KEY POINTS:
The decline in economic activity in the June quarter may have been shallow - shallower at least than many economists were expecting - but it was broad.
Seven of the 11 sectors into which the statisticians divide the economy contracted. And one of the few to expand - manufacturing - did so for the wrong reason.
The 1.4 per cent rise in manufacturing value added was driven by a 2.8 per cent rise in food manufacturing, as the meat works were kept busy slaughtering stock which farmers in a normal year would have retained.
Drought also took a toll on agricultural output (down 0.6 per cent) and on value added by the electricity sector due to the low hydro lakes.
Collectively the service sectors were negative (by 0.4 per cent) for only the second time in the past 10 years.
The biggest decline was the finance, insurance and business services sector, which includes real estate.
Construction recorded the largest fall, 3.8 per cent, leaving activity 6 per cent lower than it was a year earlier.
Overall, gross domestic product fell 0.2 per cent in the June quarter to be just 1 per cent higher than a year earlier.
Coming on top of the March quarter's 0.3 per cent decline, that fulfils the rule-of-thumb definition of a recession.
The more volatile expenditure measure of GDP recorded a 0.5 per cent decline. Household spending fell 0.3 per cent, following a 0.4 per cent decline in the March quarter - the first time since 1992 that it has fallen two quarters in a row.
Net exports and a steep fall in residential investment were also a drag on growth. Business investment rose 6.1 per cent in the quarter, but would have been flat without the arrival of an oil rig and associated equipment.
Economists expect September quarter GDP to record a contraction as well. Petrol prices did not peak until July and effective average mortgage rates have continued to rise as borrowers on fixed-term loans rolled off onto higher rates.
But they expect the decline in consumer spending to be bottoming out.
Oil prices have declined from their peak, though the impact is muted by a weaker kiwi dollar.
The Reserve Bank is easing aggressively, but the impact is muted by the international credit crunch.

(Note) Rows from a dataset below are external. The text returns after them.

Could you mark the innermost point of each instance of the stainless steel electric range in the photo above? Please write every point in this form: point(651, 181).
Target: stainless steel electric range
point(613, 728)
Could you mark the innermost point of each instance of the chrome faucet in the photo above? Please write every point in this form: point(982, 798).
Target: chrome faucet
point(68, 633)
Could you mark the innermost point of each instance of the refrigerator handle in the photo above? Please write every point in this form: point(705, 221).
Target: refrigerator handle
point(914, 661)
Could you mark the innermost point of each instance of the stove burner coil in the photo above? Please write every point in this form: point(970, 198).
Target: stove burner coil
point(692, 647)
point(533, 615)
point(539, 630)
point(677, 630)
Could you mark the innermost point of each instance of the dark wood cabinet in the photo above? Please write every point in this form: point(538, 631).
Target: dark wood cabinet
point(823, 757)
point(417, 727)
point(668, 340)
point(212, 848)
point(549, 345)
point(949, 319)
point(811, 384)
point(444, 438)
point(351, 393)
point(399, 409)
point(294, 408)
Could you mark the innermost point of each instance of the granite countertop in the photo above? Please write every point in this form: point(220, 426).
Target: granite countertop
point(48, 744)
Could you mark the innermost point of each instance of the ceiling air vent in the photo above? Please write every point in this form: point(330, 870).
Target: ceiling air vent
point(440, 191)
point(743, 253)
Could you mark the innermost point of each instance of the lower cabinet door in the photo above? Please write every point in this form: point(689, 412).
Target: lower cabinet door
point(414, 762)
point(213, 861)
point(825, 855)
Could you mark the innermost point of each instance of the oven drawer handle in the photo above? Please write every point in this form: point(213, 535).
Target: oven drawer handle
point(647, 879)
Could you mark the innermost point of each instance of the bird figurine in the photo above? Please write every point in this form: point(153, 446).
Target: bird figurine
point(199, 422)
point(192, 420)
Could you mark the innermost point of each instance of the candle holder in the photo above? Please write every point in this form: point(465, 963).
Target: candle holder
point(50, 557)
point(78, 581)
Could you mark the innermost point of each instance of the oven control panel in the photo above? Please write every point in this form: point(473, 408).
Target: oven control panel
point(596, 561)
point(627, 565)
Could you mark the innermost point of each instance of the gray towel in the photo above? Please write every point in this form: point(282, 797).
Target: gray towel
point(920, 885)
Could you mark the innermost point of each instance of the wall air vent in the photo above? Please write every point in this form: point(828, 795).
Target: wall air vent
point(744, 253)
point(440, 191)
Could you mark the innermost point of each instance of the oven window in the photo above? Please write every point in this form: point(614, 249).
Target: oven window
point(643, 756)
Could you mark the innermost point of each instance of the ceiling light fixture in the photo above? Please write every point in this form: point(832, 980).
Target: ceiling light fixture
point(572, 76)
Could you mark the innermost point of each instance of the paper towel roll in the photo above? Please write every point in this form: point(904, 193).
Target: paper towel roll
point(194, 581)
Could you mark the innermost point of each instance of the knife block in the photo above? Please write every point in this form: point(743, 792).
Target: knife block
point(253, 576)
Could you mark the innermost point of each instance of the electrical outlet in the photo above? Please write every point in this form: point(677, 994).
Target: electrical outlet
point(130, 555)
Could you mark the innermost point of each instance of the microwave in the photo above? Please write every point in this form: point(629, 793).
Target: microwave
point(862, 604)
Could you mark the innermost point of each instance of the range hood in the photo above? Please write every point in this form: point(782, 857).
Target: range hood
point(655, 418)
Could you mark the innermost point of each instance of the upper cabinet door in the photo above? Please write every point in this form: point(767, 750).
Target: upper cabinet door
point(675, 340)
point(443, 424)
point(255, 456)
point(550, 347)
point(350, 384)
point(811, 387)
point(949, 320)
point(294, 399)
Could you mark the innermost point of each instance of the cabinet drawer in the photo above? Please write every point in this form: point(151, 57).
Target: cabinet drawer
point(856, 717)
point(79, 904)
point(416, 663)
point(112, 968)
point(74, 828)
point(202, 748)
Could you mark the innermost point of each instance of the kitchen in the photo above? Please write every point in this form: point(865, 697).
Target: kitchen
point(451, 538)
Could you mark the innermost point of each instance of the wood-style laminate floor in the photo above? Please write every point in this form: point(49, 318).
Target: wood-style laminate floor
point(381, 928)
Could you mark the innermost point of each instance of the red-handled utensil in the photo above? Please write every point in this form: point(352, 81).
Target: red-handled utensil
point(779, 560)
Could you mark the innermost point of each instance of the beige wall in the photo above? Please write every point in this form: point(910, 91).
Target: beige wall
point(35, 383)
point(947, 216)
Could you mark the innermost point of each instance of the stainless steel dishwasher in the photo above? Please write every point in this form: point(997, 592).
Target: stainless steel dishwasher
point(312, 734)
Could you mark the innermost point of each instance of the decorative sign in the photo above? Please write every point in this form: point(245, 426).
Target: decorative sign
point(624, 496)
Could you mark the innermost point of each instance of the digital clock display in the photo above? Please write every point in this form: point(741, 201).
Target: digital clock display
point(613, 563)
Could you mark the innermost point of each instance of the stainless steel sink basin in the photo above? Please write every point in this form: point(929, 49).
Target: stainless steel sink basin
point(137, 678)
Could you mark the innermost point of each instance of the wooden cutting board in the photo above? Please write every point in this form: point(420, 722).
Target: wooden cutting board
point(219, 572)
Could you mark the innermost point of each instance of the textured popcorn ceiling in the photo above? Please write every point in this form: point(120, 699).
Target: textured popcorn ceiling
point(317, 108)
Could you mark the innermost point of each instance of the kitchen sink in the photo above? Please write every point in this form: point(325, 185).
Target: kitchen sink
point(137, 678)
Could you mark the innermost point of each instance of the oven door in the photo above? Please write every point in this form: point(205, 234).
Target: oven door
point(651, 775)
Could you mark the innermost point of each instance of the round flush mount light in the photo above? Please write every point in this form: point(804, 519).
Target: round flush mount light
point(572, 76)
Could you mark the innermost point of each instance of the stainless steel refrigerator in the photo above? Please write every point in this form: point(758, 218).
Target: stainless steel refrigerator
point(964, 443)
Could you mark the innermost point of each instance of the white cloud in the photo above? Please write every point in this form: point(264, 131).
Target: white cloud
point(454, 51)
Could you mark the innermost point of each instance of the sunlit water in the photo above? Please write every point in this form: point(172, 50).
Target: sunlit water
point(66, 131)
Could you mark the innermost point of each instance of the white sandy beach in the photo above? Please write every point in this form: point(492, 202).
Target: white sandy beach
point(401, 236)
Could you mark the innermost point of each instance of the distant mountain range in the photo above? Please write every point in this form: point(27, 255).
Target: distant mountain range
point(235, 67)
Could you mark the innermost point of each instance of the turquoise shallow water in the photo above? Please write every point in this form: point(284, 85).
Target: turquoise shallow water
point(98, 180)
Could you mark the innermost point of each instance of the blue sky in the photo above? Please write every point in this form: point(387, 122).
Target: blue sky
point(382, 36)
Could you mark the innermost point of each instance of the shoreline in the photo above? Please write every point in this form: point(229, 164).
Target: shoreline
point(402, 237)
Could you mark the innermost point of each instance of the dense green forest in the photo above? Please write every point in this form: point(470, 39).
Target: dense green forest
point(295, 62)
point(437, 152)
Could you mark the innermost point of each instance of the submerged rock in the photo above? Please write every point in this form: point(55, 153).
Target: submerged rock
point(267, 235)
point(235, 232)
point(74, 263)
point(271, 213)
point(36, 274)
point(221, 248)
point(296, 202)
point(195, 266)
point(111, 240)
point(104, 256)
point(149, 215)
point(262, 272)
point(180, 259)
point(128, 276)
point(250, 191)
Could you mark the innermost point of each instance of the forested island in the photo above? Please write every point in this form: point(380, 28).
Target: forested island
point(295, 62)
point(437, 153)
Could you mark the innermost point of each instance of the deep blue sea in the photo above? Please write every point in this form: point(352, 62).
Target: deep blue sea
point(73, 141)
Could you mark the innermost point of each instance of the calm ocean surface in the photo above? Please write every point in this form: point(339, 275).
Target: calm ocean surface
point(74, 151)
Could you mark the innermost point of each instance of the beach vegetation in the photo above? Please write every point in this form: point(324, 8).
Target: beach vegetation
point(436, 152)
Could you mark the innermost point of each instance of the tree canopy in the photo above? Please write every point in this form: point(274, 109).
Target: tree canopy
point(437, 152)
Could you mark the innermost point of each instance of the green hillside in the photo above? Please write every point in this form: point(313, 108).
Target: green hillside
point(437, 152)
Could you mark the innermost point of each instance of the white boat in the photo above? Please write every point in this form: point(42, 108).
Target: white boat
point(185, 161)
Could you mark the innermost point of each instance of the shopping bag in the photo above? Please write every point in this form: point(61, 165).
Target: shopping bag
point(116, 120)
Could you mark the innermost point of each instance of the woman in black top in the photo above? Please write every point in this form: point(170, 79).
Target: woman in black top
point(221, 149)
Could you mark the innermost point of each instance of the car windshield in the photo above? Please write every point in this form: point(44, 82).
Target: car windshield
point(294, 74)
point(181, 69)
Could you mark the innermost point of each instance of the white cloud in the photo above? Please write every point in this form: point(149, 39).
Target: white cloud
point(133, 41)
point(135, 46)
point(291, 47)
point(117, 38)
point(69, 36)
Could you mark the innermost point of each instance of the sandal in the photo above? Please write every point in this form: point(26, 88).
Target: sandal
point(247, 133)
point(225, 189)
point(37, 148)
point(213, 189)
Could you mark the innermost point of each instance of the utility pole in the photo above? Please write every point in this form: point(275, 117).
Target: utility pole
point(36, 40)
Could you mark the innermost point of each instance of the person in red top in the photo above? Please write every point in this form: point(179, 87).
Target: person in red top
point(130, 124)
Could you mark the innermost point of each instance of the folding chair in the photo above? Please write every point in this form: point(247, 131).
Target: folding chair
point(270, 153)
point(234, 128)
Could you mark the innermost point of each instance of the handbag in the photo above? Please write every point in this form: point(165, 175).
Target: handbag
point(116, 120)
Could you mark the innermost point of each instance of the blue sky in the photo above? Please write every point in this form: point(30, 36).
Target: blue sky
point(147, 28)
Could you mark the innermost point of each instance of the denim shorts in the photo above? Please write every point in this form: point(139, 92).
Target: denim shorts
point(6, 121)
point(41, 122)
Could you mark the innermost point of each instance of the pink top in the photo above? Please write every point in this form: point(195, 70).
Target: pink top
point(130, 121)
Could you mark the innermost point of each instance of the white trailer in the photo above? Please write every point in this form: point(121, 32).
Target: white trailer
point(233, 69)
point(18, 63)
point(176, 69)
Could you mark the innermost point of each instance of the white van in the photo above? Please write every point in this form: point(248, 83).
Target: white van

The financial markets expect the bank to cut the official cash rate by another 50 basis points next month to 7 per cent and to have dropped it to 6 per cent by this time next year.
The first round of tax cuts takes effect from next week, though the pre-election opening of the Government's books in October is expected to reveal a much darker economic and fiscal outlook than in the May Budget.
"We still have the weight of the international credit crisis ... hanging like a millstone around out necks," said Bank of New Zealand economist Stephen Toplis.
"Nonetheless we have started to claw our way out of the morass and hopes are high that the quarter now ending, at least in a technical sense, will prove to be our darkest hour."
MORE CUTS LIKELY
* Gross domestic product fell 0.2 per cent in the June quarter. It fell 0.3 per cent in the previous quarter, meaning the economy is officially in recession.
* A further fall in the September quarter is widely expected, but growth is expected to return in the December quarter as lower petrol prices, lower interest rates and tax cuts boost consumer spending.
* With recession at home and a credit crisis abroad, the Reserve Bank is expected to continue to "front load" its easing, with another 50 basis points cut in the official cash rate next month.